Inline Schema

The inline schema is (as the name already suggests) directly embedded into the corresponding yml file.

Example

relations:
  input:
    kind: csv
    location: "${logdir}"
    options:
      delimiter: "\t"
      quote: "\""
      escape: "\\"
    schema:
      kind: inline
      fields:
        - name: UnixDateTime
          type: Long
        - name: Impression_Uuid
          type: String
        - name: Event_Type
          type: Integer
        - name: User_Uuid
          type: String

Fields

  • kind (mandatory) (type: string): inline
  • fields (mandatory) (type: list:field): Contains all fields

Field properties

  • name (mandatory) (type: string): specifies the name of the column
  • type (mandatory) (type: data type): specifies the data type of the column
  • nullable (optional) (type: boolean) (default: true)
  • description (optional) (type: string)
  • default (optional) (type: string) Specifies a default value
  • format (optional) (type: string) Some relations or file formats may support different formats for example for storing dates
  • charset (optional) (type: string) Specifies the character set of a column. Useful for MySQL / MariaDB tables.
  • collation (optional) (type: string) Specifies the collation of a column. Useful for SQL tables.

Data Types

The following simple data types are supported by Flowman

  • string, text - text and strings of arbitrary length
  • binary - binary data of arbitrary length
  • tinyint, byte - 8 bit signed numbers
  • smallint, short - 16 bit signed numbers
  • int, integer - 32 bit signed numbers
  • bigint, long - 64 bit signed numbers
  • boolean - true or false
  • float - 32 bit floating point number
  • double - 64 bit floating point number
  • decimal(a,b)
  • varchar(n) - text with up to ncharacters. Note that this data type is only supported for specifying input or output data types. Internally Spark and therefore Flowman convert these columns to a string column of arbitrary length.
  • char(n) - text with exactly ncharacters. Note that this data type is only supported for specifying input or output data types.
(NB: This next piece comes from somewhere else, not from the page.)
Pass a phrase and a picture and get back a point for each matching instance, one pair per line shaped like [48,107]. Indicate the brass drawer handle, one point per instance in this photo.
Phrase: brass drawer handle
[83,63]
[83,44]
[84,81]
Internally Spark and therefore Flowman convert these columns to a string column of arbitrary length.
  • date - date type
  • timestamp - timestamp type (date and time)
  • duration - duration type

In addition to those simple data types the following complex types are supported:

  • struct for creating nested data types
name: some_struct
type:
  kind: struct
  fields:
    - name: some_field
      type: int
    - name: some_other_field
      type: string
  • map
name: keyValue
type:
  kind: map
  keyType: string
  valueType: int
  • array for storing arrays of sub elements
name: names
type:
 kind: array
 elementType: string